I note the comments from other members and I agree with many. In particular, I agree that vigilantism is sometimes born of the lack of adequate oversight from legal or industry regulators. I also accept there have been examples of illegal practice or animal cruelty on some farms, which have been identified by groups other than through the official process. I do not for a minute think that every single farm or primary industry operation in this State performs entirely within the rules all of the time. But there is a fair argument that the regulators or inspectors are not adequately empowered or funded to regulate or inspect properly.
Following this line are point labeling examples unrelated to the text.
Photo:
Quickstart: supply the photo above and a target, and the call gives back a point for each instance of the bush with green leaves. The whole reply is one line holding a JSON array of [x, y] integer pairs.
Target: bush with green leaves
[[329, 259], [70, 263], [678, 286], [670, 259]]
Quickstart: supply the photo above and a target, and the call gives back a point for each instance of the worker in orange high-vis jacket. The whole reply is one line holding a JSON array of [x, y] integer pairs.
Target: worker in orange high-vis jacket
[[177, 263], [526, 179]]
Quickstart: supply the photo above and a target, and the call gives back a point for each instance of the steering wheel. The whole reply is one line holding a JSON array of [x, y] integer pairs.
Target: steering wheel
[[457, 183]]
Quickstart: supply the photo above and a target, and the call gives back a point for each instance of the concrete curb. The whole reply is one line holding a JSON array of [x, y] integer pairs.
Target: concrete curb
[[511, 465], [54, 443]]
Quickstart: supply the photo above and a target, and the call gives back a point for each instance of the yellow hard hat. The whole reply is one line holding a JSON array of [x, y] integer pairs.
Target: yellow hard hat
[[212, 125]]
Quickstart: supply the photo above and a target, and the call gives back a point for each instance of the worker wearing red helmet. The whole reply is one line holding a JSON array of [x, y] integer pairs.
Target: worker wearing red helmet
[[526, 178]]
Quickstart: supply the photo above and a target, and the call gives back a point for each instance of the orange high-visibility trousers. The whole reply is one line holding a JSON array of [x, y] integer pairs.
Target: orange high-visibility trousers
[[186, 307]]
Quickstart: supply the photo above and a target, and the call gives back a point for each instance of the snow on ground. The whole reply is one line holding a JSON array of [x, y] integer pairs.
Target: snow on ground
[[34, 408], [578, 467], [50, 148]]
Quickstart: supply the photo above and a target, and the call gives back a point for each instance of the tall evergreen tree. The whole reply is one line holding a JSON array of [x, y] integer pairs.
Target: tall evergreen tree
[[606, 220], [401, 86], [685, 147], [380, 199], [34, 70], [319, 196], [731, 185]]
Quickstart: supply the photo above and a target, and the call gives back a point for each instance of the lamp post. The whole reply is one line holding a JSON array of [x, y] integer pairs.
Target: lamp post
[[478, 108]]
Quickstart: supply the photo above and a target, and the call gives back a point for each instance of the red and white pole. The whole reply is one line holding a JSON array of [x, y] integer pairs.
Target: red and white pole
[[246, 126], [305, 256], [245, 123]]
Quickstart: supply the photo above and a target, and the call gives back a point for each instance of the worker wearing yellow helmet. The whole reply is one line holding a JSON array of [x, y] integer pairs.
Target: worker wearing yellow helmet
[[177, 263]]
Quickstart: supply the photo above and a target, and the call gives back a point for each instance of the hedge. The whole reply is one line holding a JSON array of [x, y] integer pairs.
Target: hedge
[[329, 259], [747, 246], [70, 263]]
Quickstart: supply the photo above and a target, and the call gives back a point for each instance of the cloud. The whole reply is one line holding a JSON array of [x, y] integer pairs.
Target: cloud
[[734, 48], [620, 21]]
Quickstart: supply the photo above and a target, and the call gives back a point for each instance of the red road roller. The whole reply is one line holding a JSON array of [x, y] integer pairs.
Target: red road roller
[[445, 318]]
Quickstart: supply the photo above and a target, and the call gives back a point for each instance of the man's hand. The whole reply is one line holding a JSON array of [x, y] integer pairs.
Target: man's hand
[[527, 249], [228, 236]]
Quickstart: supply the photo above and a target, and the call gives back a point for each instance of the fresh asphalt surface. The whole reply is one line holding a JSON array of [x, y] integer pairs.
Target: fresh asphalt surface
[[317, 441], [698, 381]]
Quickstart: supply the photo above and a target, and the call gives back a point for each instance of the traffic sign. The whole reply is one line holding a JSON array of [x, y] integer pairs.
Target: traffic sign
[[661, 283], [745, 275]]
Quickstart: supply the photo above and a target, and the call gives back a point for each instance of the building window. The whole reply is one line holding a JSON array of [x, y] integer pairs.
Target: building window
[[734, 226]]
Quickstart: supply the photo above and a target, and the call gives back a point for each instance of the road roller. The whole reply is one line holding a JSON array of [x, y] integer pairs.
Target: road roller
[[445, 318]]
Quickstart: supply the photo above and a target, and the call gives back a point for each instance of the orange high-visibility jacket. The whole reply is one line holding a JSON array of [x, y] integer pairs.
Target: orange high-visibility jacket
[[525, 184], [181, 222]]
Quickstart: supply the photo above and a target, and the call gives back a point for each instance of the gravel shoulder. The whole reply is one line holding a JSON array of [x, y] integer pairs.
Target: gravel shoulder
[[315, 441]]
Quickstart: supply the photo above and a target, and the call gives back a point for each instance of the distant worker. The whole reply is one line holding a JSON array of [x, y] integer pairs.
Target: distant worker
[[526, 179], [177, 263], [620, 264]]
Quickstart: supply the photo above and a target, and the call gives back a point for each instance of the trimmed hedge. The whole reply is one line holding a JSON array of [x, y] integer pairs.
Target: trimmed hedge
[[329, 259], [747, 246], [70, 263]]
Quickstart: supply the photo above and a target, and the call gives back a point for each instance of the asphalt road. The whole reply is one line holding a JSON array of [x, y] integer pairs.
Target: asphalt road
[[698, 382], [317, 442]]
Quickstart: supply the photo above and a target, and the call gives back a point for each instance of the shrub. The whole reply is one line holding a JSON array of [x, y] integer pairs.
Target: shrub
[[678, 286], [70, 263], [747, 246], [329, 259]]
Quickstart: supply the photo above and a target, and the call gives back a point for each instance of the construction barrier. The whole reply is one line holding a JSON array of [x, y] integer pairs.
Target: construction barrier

Groups such as the RSPCA and other animal welfare groups provide oversight of things such as animal welfare. Departments such as the Environment Protection Agency are charged with monitoring and ensuring that things happen within the law or within appropriate legal guidelines to minimise offsite and environmental impacts. But those groups cannot do the job properly if they are not adequately equipped to do it. That is something the Government could be doing better and should address, particularly regarding the RSPCA. While the Minister is in the Chamber, I take the opportunity to note that some time ago I sat on an inquiry into companion animal breeding practices, which the Minister chaired. I was shocked to find just how little resourcing the RSPCA receives from the Government. I raise that and ask that the Minister be mindful of whether there is adequate resourcing for those oversight organisations and address it if possible.
But that is not the primary focus of this bill, which is aimed at protecting inclosed lands and private farming operations from nuisance trespassers, vigilantes, illegal hunters and those who seek to disrupt legal operations. The bill also introduces legislation to further protect primary producers from conflict and interference caused by neighbours or other land users. I will not speak in detail to that part of the bill, other than to say that it will further reinforce protections for lawful operations. But there may be further actions in relation to nuisance that could complement the intention of the bill through mechanisms such as section 149 certificates, as raised by the member for Ballina, or other ideas that may have been suggested by other members during the debate.
I accept that some primary industry operations have the capacity to create noise or odour issues and the like for neighbours, particularly in areas where the urban residential sprawl is meeting the fringes of what have been traditional farming or agricultural areas. In the vast majority of those cases, the farming operations have existed for generations and operate under conditioned approval or legal guidelines in terms of things such as noise and odour. Their lawful operations, then, should be legally protected from those who would seek to disrupt them with vexatious or frivolous claims. Our farmers and primary producers have enough to deal with without the added burden of having their lawful operations unduly and unfairly disrupted. Some believe the bill goes too far; others—including, as we have just heard, the Shooters, Fishers and Farmers Party—want tougher measures and penalties. Is the bill perfect? Probably not. But as a start, I believe it is a genuine attempt to assist farmers with just one of their challenges and therefore is supportable. I commend the bill to the House.